Meine Amaryllis bot ein interessantes Schauspiel heute. Das ganze Jahr über freute ich mich an der Pflanze, die auch nach der Blüte mit ihren langen, dunkelgrün glänzenden Blättern das Fenster schmückte. Da die Zwiebel aber im Winter neu ausgepflanzt wird, soll sie im Herbst zur Ruhe kommen, also hörte ich im August auf zu gießen. Die Pflanze hingegen ließ sich nicht beeindrucken und blieb bis heute unverändert. Stolz präsentiert sie sich Tag für Tag in ihrer ganzen Pracht. Auch Wochen nach dem letzten Tropfen Wasser steht sie aufrecht im Topf und denkt nicht daran, sich die Lebenslust verderben zu lassen. Amaryllis müsste man sein, dachte ich.
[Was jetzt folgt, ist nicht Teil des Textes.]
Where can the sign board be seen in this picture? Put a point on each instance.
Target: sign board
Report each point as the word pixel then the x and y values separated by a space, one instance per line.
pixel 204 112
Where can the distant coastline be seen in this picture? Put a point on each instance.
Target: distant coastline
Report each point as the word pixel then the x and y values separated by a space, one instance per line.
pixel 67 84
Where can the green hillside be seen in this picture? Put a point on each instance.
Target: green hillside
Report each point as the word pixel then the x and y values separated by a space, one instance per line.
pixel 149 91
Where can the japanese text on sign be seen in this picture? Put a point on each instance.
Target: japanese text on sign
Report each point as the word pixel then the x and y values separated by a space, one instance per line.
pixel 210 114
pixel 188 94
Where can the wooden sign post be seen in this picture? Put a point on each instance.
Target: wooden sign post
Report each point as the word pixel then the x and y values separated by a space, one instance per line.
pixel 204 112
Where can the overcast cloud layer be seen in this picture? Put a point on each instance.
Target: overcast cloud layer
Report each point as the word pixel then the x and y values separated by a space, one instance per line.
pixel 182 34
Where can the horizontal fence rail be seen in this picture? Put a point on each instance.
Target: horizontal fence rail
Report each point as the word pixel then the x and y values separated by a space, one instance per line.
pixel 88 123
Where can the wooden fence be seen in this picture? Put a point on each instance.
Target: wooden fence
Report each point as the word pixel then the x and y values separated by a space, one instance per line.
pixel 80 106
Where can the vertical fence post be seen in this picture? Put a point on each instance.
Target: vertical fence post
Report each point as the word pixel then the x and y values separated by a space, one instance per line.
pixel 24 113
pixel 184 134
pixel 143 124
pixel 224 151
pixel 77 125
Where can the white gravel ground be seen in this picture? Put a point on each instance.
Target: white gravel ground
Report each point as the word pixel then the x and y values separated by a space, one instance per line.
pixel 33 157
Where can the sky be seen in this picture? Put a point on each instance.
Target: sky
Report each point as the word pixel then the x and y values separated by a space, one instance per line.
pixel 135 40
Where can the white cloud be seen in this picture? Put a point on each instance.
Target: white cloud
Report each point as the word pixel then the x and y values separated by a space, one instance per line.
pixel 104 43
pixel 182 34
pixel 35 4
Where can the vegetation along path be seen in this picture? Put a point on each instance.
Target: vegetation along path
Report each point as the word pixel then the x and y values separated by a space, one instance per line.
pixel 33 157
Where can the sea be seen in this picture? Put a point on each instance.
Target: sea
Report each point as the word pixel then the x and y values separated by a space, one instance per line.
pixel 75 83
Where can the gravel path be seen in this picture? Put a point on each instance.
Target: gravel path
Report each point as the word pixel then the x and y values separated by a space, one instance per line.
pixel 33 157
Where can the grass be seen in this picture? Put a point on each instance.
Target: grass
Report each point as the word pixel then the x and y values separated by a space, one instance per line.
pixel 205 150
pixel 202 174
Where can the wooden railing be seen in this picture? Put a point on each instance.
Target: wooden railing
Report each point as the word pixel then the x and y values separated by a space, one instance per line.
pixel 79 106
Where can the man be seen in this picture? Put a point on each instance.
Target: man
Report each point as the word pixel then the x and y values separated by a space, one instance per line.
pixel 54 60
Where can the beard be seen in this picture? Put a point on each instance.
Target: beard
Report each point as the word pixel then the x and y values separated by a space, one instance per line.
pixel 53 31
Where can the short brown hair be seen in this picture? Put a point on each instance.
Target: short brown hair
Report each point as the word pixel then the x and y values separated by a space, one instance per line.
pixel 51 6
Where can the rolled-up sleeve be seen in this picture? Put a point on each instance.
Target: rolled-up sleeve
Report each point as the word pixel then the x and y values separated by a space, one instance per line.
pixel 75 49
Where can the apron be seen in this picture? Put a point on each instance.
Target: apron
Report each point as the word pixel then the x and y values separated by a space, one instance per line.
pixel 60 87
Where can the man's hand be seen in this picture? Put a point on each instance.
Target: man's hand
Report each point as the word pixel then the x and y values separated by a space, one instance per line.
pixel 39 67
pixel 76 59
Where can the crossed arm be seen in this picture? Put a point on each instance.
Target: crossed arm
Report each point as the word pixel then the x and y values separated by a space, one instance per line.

Als ich heute Nachmittag das Zimmer verließ, war sie wie immer ein dekorativer Blickfang in ihrer Ecke. Eine Stunde später aber kam ich zurück, und da – hingen die Blätter nur mehr auf halber Höhe! Einen spektakulären Abschied legt sie da hin, meine Schöne, bevor sie uns in ein paar Wochen hoffentlich wieder mit ihren lachsrosa Blüten verzaubern wird.
Warum fällt mir jetzt ein, dass ich seit dem Frühjahr keinen Urlaub hatte? In meinem nächsten Leben werd ich Amaryllis.